The Howard Journal
What makes Taylor's book important- and her argument particularly relevant to social care policy and practise- is her illustration of the processes by which children in care come to feel uncared for, detached and disrespected. It is the absence of secure, stable and loving relationships, combined with low expectations, that undermines their ability to develop secure attachments to anything or anyone positive. A key challenge arising from Taylor's findings is how to facilitate these kinds of positive attachments amongst looked- after children, given the ongoing crisis in recruiting and retaining quality foster carers and social care professionals.
Youth Justice, Vol.6, No.2, April 2007
On the overall excellence of the book I hope there will be little disagreement. I would urge everyone with an interest in the care system to read it.
Punishment and Society
[The book] demonstrates a real sense of commitment to providing its readership with a product that matches the standard of its contents. As such, it is both accessible to students and rewards attention by more specialist readers in its field. Its conclusions deserve to be taken seriously by anyone with an interest in the welfare of the vulnerable children and young people who find themselves relying on the state for their start in life.

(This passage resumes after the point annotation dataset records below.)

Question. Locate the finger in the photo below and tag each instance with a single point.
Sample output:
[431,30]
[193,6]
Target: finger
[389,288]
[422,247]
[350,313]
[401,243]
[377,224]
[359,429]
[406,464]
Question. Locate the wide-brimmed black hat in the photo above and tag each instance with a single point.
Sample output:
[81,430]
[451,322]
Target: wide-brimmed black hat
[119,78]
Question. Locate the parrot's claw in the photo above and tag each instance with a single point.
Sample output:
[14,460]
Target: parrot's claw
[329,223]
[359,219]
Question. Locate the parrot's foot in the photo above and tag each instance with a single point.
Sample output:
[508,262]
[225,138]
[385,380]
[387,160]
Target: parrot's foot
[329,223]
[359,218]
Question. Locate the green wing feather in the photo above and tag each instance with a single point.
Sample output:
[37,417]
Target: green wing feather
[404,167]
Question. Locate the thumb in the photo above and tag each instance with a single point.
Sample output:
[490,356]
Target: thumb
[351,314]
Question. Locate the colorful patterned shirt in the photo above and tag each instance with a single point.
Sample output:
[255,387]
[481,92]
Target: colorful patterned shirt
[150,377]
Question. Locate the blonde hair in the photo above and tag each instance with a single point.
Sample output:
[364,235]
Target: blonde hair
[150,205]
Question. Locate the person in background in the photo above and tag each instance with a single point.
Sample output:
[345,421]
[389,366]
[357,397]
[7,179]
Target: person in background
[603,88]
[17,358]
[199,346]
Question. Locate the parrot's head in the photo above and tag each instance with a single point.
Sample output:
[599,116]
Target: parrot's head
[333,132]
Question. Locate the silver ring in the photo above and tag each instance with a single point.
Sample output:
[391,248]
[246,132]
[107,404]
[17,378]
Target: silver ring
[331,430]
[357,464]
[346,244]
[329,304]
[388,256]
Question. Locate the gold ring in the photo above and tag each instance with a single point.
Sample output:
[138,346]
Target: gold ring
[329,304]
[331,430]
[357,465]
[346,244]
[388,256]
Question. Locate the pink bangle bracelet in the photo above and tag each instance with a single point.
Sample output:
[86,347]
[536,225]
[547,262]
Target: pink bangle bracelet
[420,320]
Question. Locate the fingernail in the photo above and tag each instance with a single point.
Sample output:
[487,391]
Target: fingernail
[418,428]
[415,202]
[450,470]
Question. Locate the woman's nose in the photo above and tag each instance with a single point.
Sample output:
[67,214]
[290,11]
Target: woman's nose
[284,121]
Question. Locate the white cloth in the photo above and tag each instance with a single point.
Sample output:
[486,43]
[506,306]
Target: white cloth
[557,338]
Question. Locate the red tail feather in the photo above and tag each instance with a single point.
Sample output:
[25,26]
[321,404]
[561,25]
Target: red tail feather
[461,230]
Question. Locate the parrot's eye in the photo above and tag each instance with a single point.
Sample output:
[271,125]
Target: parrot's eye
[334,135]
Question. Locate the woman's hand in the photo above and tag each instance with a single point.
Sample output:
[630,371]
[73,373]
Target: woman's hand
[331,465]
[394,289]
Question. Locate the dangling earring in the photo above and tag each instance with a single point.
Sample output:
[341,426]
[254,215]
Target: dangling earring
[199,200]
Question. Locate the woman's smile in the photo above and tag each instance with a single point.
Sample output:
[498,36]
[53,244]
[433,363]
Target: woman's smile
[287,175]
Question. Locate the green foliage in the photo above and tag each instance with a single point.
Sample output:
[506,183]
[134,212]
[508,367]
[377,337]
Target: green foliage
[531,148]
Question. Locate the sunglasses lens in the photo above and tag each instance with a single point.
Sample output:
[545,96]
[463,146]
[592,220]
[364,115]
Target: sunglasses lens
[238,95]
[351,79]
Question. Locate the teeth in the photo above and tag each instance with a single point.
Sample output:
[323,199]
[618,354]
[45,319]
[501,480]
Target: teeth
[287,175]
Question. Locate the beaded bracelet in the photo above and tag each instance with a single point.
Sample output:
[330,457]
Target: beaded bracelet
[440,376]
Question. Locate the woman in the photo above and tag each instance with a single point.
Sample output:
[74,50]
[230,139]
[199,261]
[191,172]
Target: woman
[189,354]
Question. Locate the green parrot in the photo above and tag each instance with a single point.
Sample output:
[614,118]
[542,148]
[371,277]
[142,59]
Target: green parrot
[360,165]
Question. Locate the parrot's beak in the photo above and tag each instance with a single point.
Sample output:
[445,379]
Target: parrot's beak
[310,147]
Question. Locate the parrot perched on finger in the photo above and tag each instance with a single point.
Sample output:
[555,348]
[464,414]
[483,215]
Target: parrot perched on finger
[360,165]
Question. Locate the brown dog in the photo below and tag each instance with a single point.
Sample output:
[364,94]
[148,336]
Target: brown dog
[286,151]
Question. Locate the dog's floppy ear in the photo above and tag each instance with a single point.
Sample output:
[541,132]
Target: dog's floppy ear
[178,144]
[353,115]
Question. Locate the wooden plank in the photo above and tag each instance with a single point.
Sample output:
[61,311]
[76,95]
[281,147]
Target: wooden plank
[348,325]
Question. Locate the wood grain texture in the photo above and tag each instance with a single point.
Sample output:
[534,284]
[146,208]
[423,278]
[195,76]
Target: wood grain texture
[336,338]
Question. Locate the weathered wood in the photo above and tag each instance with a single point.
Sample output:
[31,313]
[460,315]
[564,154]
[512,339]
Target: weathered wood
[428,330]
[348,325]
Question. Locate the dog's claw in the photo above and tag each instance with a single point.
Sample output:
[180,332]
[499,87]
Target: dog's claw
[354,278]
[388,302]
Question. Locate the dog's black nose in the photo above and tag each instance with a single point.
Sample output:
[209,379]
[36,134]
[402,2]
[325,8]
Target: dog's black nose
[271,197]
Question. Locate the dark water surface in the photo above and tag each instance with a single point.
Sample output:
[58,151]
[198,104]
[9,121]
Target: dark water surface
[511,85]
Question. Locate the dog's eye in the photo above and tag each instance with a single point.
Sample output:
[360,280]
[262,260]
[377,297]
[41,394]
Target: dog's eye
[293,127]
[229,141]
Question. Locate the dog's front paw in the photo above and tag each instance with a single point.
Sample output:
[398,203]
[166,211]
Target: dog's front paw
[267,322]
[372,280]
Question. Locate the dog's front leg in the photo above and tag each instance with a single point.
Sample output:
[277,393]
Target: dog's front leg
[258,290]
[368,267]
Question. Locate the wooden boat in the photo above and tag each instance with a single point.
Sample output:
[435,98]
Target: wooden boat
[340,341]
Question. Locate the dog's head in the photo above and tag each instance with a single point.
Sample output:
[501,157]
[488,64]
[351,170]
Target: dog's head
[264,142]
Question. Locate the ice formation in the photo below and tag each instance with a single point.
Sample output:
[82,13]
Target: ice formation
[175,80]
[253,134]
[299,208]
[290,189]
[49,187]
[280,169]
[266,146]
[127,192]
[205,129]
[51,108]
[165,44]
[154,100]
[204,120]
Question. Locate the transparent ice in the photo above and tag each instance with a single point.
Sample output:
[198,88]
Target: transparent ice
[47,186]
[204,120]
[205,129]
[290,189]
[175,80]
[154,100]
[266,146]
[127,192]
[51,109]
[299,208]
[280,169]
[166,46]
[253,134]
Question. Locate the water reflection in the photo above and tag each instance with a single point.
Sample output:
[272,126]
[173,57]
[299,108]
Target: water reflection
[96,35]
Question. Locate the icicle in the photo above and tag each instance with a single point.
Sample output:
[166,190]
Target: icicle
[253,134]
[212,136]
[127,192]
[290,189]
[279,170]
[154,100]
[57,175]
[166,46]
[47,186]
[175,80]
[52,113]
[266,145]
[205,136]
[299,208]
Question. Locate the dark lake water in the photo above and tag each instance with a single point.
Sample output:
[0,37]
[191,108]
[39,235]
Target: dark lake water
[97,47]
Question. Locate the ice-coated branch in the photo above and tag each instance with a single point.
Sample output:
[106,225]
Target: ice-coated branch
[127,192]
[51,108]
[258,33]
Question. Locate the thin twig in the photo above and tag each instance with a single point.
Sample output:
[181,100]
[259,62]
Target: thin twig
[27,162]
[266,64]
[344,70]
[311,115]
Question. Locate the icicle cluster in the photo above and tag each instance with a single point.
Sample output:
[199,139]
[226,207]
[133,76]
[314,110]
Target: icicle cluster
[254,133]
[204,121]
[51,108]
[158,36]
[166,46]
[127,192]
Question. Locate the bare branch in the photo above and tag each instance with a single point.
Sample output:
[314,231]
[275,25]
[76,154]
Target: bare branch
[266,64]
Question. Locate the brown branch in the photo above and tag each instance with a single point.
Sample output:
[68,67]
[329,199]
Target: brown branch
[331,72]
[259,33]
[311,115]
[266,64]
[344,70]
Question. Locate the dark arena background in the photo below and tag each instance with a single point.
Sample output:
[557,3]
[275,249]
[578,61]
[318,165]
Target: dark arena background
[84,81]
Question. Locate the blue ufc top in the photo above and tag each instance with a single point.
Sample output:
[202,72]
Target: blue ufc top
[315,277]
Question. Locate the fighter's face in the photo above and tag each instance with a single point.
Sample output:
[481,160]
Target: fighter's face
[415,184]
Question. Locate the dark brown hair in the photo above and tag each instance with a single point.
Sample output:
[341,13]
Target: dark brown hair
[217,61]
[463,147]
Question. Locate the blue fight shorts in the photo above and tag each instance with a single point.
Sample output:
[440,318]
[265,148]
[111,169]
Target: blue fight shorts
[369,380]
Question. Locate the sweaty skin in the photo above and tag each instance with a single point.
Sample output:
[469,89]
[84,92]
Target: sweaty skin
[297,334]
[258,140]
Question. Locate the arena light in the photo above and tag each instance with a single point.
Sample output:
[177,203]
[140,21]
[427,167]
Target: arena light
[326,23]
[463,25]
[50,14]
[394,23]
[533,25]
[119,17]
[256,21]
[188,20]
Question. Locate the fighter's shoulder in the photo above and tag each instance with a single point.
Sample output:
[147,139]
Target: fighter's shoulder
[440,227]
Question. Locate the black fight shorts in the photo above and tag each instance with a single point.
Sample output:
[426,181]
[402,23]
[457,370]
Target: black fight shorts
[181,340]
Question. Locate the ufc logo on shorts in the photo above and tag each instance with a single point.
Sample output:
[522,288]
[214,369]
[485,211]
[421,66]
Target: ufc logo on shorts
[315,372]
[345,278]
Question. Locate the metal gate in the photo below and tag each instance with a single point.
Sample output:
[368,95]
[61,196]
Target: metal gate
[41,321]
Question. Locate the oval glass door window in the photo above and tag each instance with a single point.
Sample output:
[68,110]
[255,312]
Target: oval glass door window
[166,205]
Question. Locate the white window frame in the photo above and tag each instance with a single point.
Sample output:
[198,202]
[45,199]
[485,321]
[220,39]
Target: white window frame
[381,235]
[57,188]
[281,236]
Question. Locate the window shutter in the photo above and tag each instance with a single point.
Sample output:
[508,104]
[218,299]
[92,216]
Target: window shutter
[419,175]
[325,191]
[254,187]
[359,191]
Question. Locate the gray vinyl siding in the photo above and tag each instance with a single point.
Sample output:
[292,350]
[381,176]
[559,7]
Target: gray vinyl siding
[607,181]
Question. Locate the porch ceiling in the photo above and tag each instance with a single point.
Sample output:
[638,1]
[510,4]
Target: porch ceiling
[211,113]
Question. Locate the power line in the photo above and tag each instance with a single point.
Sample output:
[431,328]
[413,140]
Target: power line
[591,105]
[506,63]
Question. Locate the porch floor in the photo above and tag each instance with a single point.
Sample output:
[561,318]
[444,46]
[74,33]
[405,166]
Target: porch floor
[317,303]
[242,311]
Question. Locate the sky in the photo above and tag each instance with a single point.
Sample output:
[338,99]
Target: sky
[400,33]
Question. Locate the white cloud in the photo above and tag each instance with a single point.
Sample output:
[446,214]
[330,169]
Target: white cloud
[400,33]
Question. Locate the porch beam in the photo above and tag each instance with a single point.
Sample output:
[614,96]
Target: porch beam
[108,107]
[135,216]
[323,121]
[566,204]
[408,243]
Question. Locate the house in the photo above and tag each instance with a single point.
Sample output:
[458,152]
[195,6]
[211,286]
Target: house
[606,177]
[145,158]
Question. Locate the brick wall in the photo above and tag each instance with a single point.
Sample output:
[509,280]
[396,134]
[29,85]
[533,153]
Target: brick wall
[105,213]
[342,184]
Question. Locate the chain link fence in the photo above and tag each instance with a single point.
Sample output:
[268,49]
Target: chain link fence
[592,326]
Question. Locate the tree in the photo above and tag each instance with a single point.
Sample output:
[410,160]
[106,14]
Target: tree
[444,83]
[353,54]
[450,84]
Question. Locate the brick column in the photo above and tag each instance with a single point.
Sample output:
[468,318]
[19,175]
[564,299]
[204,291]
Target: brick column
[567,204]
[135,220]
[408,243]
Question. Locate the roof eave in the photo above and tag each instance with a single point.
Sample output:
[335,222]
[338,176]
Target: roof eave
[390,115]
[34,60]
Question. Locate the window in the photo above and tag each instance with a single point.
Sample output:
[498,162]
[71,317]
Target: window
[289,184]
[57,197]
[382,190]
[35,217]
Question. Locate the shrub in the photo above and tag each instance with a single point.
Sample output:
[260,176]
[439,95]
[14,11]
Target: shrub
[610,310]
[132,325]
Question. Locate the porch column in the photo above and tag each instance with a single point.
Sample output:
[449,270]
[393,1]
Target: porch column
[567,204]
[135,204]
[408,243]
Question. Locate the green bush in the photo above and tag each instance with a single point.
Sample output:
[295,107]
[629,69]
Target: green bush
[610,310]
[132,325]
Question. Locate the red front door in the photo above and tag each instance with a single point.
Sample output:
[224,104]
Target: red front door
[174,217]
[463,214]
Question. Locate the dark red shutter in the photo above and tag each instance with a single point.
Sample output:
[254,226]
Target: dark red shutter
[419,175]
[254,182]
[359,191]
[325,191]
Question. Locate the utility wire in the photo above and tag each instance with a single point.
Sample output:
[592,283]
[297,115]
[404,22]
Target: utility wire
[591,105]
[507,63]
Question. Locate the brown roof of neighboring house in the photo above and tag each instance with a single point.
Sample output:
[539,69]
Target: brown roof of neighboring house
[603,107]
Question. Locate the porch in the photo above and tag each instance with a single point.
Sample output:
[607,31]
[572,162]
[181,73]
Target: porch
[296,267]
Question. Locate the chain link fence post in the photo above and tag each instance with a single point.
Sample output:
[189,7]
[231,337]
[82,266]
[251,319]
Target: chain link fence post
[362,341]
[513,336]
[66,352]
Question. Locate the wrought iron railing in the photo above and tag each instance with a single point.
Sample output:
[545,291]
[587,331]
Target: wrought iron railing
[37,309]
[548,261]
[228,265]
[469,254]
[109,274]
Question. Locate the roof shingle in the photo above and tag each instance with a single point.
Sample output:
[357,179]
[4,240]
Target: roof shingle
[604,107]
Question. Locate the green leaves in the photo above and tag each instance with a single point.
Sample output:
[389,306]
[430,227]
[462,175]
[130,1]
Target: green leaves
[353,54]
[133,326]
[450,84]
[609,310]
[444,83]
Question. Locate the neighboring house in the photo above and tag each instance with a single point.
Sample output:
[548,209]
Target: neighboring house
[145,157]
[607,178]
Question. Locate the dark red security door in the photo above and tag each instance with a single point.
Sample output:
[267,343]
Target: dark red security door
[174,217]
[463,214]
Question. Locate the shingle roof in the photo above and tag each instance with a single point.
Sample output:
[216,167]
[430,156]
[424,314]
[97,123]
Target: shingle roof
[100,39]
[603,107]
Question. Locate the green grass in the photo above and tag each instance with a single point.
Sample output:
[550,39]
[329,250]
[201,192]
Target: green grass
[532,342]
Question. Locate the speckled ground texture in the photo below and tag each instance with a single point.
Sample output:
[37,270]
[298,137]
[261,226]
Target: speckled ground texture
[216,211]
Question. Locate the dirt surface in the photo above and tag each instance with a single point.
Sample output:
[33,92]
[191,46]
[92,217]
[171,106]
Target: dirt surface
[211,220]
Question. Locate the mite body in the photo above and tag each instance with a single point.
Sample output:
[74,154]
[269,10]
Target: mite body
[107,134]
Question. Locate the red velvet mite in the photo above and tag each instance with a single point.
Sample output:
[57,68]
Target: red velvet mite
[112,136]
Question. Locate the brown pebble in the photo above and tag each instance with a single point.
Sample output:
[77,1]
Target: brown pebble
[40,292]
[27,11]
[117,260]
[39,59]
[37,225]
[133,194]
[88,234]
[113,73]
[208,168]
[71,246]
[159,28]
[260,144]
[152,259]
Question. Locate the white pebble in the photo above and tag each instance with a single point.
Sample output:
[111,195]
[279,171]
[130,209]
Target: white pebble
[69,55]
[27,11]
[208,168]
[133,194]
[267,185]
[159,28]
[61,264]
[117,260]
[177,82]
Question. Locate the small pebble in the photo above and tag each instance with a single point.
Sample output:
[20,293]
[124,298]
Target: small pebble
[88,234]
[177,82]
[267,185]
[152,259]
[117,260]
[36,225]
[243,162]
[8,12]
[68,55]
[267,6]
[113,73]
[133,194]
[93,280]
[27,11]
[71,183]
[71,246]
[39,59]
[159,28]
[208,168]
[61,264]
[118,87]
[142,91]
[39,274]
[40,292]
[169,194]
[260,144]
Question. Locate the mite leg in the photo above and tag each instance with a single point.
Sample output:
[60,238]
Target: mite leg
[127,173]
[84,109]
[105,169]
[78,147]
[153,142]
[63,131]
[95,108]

Written in a clear and refreshing style…this book must be essential reading.
A thoughtful book, written by a former 'looked after' teenager, offers to magistrates, practitioners and policy-makers alike new insights into the lives of children in care.
The author's unique take on her research subject is that she is herself a product of the care system. She is passionate about giving a voice to young people who have experienced various kinds of care, so that professionals might learn from them.